Wow. I'm uncertain why this comment by Tommy Thompson is not getting more play in the press. I'll give you a highlight of his speech to an American Jewish organization:
"I'm in the private sector and for the first time in my life I'm earning money. You know that's sort of part of the Jewish tradition and I do not find anything wrong with that."
"Thompson later apologized for the comments that had caused a stir in the audience, saying that he had meant it as a compliment, and had only wanted to highlight the "accomplishments" of the Jewish religion." When asked to clarify, Thompson just made it worse, calling us "outstanding business people."
Well, among the "accomplishments" of my religion, I am hard-pressed to find anything in the Torah about "earning money." I know it's an old stereotype, but it's just that: old. He ought to address Southern Baptists and evangelicals with that "compliment" seeing as how every sermon I see on TV is about "casting your bread upon the waters" and getting ten times the amount back. To my random experience, I would say that there are many other religious denominations focused on achieving wealth through religion, whereas I have never heard a single mention of it at any synagogue service I've ever attended.

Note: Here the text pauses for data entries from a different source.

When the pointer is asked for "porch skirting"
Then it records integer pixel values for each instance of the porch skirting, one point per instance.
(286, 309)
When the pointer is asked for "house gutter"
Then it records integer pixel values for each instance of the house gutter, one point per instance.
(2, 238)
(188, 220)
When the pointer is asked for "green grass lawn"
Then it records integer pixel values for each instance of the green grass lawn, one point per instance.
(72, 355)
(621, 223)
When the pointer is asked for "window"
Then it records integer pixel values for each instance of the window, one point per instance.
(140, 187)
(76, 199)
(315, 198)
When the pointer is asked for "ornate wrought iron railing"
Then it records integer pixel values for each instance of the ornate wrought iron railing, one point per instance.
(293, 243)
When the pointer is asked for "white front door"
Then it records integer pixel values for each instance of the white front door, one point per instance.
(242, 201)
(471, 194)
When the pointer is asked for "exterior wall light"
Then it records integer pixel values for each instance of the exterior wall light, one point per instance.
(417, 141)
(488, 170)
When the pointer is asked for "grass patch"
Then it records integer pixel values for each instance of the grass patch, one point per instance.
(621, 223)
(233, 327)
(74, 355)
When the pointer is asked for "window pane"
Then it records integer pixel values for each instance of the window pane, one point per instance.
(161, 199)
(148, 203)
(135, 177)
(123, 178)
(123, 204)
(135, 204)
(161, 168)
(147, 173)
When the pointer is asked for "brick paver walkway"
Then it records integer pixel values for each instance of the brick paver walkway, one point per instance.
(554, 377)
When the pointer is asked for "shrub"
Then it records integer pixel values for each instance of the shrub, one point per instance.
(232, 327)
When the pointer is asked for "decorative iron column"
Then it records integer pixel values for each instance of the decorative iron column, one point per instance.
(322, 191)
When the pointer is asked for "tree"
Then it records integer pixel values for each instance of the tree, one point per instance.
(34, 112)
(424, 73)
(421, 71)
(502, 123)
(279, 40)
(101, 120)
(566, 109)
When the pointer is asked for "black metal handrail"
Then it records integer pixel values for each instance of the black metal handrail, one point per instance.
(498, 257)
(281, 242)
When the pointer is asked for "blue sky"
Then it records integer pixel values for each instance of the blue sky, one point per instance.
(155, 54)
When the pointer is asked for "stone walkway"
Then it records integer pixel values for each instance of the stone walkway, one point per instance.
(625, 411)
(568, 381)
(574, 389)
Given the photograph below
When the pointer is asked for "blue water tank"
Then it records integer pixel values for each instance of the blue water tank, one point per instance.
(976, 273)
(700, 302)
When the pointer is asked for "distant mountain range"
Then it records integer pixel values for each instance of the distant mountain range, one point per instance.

But beyond the obvious fallacy of his statement, the real issue for me is that Tommy Thompson actually thought that he was offering a COMPLIMENT. That telling Jews how good he thinks we are with money is something we'd find him charming for saying. My Dad drove a school bus for a living. Plenty of Jewish people across the globe live in poverty. The fact that he equates Jewishness with mad business skills is not only ignorant and wrong, but it is incredibly offensive. I wonder if he also thinks telling African-Americans that they are "clean," and Chinese-Americans that they are good at math and violin are compliments...
I have never considered Tommy Thompson to be a credible candidate for POTUS, but this has certainly sealed the deal for me. He has a campaign organization that didn't think anything of his remarks and physically didn't barricade his access to the building to prevent him from delivering them. 'Nuff said.